Принцесса между тем успела одолеть своё смущение и, пристально смотря в лицо Волынскому, довольно спокойно спросила:

– Ну, что же граф Линар?..

– Он на днях прислал письмо к герцогу, в котором предупреждает его о злых замыслах принца Антона против его светлости. Он, должно быть, думает, что такими внушениями если не расстроить, то, по крайности, замедлить ваш брак с принцем, а граф Миних позволил себе высказать догадку, не делается ли сие с вашего соизволения, и вызвался наблюдать за вашим высочеством…

– Что же герцог? – спросила Анна Леопольдовна.

– Показал письмо с хохотом графу Остерману и – прошу извинения за смелость моих слов – назвал его светлость принца глупым мальчишкой, грозясь, что при первом же случае публично надерёт ему уши…

– И принц снесёт это… непременно снесёт, – сказала Анна, ударив с сердцем по столу рукою.

– Но что же делать с герцогом? – заметила, пожав плечами, Юлиана и вопросительно взглянув на Анну Леопольдовну.

– И как не стыдно вам, русским, переносить такое унижение от герцога? – проговорила насмешливо принцесса, окинув презрительным взглядом Волынского.

Наступила минута глубокого молчания. Волынский призадумался… Жестоким укором отозвались в его сердце слова принцессы; кровь хлынула ему в лицо, оно всё побагровело. Волынскому и стыдно, и больно стало, что даже такая слабая, нерешительная женщина, какой слыла принцесса, может укорять его за унижение перед проходимцем, – его, русского вельможу, потомка древних бояр и знаменитых военачальников московских.

– Кто знает, ваше высочество, – заговорил как бы пророческим голосом, гордо вскинув свою голову, Волынский, – кто знает; не придёт ли когда-нибудь день, – и быть может, уже близок он, – когда Волынский искупит свои тяжкие грехи перед Богом и отечеством, когда он покажет, как… – От сильного волнения Волынский не мог говорить более.

Анна Леопольдовна с удивлением взглянула на него.

– Прощайте, ваше высочество… Вы дали мне урок, которого я никогда не забуду, – проговорил расстроенный Волынский.

– Прощай, до свидания, Артемий Петрович, – сказала ему ласково принцесса, подавая руку, которую Волынский поцеловал почтительно и крепко.

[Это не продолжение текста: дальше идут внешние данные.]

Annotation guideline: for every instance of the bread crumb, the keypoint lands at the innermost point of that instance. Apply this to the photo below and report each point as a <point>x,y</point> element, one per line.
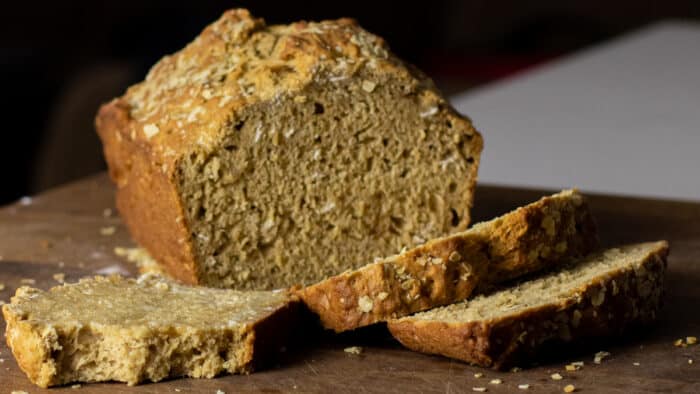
<point>109,230</point>
<point>429,112</point>
<point>149,130</point>
<point>356,350</point>
<point>365,304</point>
<point>600,356</point>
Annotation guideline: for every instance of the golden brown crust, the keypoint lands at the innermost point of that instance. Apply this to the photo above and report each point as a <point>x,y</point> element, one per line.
<point>141,186</point>
<point>48,349</point>
<point>190,99</point>
<point>437,273</point>
<point>501,342</point>
<point>491,252</point>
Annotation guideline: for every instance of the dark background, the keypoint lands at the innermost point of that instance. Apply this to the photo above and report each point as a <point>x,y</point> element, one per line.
<point>60,60</point>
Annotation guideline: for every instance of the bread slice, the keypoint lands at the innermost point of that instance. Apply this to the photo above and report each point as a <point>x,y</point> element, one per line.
<point>448,269</point>
<point>601,294</point>
<point>110,328</point>
<point>260,157</point>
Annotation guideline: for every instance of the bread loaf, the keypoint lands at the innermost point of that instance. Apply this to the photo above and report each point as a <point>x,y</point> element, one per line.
<point>259,157</point>
<point>448,269</point>
<point>110,328</point>
<point>602,294</point>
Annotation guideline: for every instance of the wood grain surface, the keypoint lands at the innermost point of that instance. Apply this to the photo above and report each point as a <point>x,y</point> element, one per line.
<point>60,232</point>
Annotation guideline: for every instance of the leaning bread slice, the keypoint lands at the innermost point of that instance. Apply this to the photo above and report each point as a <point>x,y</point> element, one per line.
<point>601,294</point>
<point>110,328</point>
<point>447,270</point>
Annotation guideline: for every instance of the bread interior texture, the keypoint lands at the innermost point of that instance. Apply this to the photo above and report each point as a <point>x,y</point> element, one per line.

Это было последнее непубличное свидание его с принцессой. Спустя немного времени умная и горячая голова Волынского соскочила с плеч под ударом топора; но перед казнью он на дыбе давал показания о своём свидании с принцессой, и показания эти сохранились для истории в кровавых летописях тайной канцелярии.

VI

Летом 1739 года стали поговаривать в Петербурге о браке Анны Леопольдовны. Говорили, впрочем, об этом не без некоторой опаски, оглядываясь по сторонам из боязни, чтобы неожиданно не подвернулся какой-нибудь шпион или просто какой-нибудь негодяй, который, заслышав упоминание о царской семье, готов будет крикнуть «слово и дело». Приготовления к свадьбе принцессы делались большие, и с лишком год работали только над экипажами и одеждой прислуги придворного ведомства, для того чтобы придать празднеству великолепную уличную обстановку. Императрица Анна Ивановна как будто в последний раз готовилась показать во всём блеске роскошь и великолепие своего двора. После долгих откладываний было решено, наконец, повенчать принцессу с принцем Антоном, и оставалось только уладить обряд сватовства. Но пока успели согласиться насчёт этого, немало попортилось крови и желчи как у графа Остермана, так и у будущего свата со стороны принца, маркиза Бота-ди-Адорно[40], а также немало досады учинено было и всемилостивейшей государыне.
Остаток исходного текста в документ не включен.